The City’s current four-borough jail plan is deeply behind schedule, logistically unworkable, and fiscally unsustainable:
The original 2019 plan projected $8 billion in costs and closure of Rikers by 2027
Current estimates have ballooned to $15–16 billion, nearly double the original price tag – experience suggests actual cost will be even more
Major contracts for the Queens ($3.9 billion) and Bronx ($2.9 billion) jails alone already total over $7 billion
The Brooklyn jail is two years behind schedule, while the Manhattan jail is not projected to be completed until 2032 — five years after the mandated Rikers closure date
The City’s own Budget Director has formally acknowledged that the 2027 closure deadline will not be met
The original plan proposed a total capacity of 3,300 people—less than half of Rikers Island’s population, which exceeded 7,000 in March 2025
Cuomo proposes scrapping the current four-borough jail scheme in favor of a phased rebuild of Rikers Island that is safe, modern, and humane — while ensuring local communities benefit from redevelopment elsewhere.

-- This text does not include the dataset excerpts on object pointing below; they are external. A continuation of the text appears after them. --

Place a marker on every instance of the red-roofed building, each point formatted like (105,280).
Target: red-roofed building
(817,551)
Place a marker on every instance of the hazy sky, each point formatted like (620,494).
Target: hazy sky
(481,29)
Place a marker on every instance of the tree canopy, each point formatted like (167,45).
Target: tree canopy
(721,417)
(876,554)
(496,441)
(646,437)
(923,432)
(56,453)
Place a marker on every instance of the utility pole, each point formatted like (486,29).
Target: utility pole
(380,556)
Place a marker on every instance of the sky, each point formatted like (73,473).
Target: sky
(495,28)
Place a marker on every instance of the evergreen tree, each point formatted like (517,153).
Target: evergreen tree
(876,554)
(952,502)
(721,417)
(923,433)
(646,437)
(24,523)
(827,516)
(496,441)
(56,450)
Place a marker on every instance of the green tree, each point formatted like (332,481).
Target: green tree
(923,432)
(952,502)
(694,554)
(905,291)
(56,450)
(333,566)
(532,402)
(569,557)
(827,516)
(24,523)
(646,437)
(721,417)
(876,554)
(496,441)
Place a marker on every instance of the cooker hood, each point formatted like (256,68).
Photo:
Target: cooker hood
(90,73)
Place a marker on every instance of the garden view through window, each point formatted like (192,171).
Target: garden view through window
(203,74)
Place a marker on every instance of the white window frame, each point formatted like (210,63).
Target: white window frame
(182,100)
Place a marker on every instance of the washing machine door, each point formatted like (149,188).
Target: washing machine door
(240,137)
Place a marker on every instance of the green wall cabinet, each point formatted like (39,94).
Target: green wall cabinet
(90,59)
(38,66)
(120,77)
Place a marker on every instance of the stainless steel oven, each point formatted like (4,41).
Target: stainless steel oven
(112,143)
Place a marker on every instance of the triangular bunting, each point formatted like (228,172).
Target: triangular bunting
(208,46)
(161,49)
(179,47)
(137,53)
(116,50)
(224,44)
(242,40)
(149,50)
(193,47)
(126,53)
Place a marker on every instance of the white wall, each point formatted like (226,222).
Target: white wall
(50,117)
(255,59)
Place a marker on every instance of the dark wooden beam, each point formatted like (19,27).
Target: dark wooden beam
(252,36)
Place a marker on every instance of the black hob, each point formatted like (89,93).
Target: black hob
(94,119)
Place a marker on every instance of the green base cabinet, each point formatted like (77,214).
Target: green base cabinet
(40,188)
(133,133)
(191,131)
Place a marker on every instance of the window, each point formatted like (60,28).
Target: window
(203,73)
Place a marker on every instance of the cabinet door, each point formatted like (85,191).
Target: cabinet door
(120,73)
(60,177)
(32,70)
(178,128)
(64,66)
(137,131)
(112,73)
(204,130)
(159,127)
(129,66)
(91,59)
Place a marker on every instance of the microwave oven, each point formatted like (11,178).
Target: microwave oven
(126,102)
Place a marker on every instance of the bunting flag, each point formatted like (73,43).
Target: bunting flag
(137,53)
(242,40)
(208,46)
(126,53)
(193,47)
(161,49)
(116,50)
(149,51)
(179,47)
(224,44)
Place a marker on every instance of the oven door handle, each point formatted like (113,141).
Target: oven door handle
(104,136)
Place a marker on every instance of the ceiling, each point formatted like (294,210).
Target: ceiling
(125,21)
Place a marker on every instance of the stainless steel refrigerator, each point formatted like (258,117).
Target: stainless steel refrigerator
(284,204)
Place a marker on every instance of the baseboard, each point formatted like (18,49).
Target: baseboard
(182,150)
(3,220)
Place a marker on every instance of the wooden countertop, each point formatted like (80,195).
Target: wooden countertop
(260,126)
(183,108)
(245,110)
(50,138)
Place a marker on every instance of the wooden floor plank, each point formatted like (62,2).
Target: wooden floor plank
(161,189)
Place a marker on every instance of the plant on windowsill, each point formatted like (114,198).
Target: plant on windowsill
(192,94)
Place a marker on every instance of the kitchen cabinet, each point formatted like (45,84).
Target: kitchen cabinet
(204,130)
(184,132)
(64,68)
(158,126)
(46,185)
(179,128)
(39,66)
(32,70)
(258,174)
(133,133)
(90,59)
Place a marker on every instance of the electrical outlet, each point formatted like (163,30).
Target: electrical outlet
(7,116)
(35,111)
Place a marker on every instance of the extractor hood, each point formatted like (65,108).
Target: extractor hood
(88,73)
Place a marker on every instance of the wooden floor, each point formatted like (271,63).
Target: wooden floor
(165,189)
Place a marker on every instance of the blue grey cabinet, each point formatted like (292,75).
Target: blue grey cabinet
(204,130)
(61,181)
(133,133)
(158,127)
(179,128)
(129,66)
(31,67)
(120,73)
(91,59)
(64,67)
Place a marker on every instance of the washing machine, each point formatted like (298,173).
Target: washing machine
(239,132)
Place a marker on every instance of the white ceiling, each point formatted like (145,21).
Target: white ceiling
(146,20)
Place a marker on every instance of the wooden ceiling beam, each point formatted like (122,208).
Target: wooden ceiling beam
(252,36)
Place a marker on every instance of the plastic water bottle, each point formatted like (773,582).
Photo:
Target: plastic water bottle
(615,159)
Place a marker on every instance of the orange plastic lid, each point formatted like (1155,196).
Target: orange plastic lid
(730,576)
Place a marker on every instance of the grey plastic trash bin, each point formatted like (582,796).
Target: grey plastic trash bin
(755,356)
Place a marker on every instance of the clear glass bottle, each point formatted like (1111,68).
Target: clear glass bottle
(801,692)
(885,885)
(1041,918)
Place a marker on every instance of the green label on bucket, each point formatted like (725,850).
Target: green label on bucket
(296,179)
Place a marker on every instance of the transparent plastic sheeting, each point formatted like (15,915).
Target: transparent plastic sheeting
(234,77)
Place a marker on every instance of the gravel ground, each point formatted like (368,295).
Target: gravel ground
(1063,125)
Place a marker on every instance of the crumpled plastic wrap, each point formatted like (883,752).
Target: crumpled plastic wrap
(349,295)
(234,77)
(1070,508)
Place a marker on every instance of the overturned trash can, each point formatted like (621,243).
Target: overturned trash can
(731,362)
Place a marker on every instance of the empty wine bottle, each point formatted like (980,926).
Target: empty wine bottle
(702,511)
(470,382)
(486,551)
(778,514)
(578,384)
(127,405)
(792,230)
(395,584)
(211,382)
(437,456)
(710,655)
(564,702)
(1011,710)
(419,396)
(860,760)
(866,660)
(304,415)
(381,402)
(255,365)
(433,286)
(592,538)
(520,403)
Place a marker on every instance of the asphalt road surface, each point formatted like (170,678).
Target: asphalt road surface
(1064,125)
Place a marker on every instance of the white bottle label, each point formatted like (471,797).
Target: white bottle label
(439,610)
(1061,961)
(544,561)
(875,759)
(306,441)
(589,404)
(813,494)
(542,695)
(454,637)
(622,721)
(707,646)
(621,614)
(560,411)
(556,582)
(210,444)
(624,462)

1. Phased Rebuild of Rikers
Rebuild outdated facilities the smart way: one at a time, so operations continue without interruption. Replace old, inhumane structures with new, modern, housing designed to promote rehabilitation, safety, and mental health. This is how Cuomo rebuilt LaGuardia Airport, and it worked.
2. Fiscal Accountability and Efficiency
By focusing construction on one secured site, the City can save billions in redundant costs, avoid years of delay, and use modern design-build contracting to keep projects on time and on budget — as Cuomo did with LaGuardia, Moynihan Train Hall, and the Kosciuszko Bridge. An analysis by the Manhattan Institute in 2020, estimated the cost of a plan like this to cost roughly $300 million less than the initial cost estimates of the borough-based jails before they ballooned to the current projected cost of $15 to $16 billion.
3. Community Redevelopment at Borough Jail Sites
Work hand-in-hand with neighborhood leaders, elected officials, and developers to reimagine borough jail parcels as new community assets:
Affordable housing built with union labor
Mixed-use developments with retail, childcare, and open space
Job-creating public projects tailored to each borough’s needs
4. Borough-Based Express Bus Service to Rikers
Launch direct express bus routes from each borough to Rikers Island for family members, legal aid, and community service providers — achieving visitation access without building four new jails in residential neighborhoods.
A Record of Results
Andrew Cuomo has a long record of accomplishment when it comes to managing major public projects on time and on budget:
Rebuilt LaGuardia and JFK Airports
Delivered the Moynihan Train Hall
Constructed the new Kosciuszko Bridge
Built the Second Avenue Subway Extension
Overhauled the L-Train Shutdown Project, Successfully Replacing a 15 to 20 Month Shutdown with a New Plan With Minimum Service Disruptions that was finished on budget and ahead of schedule.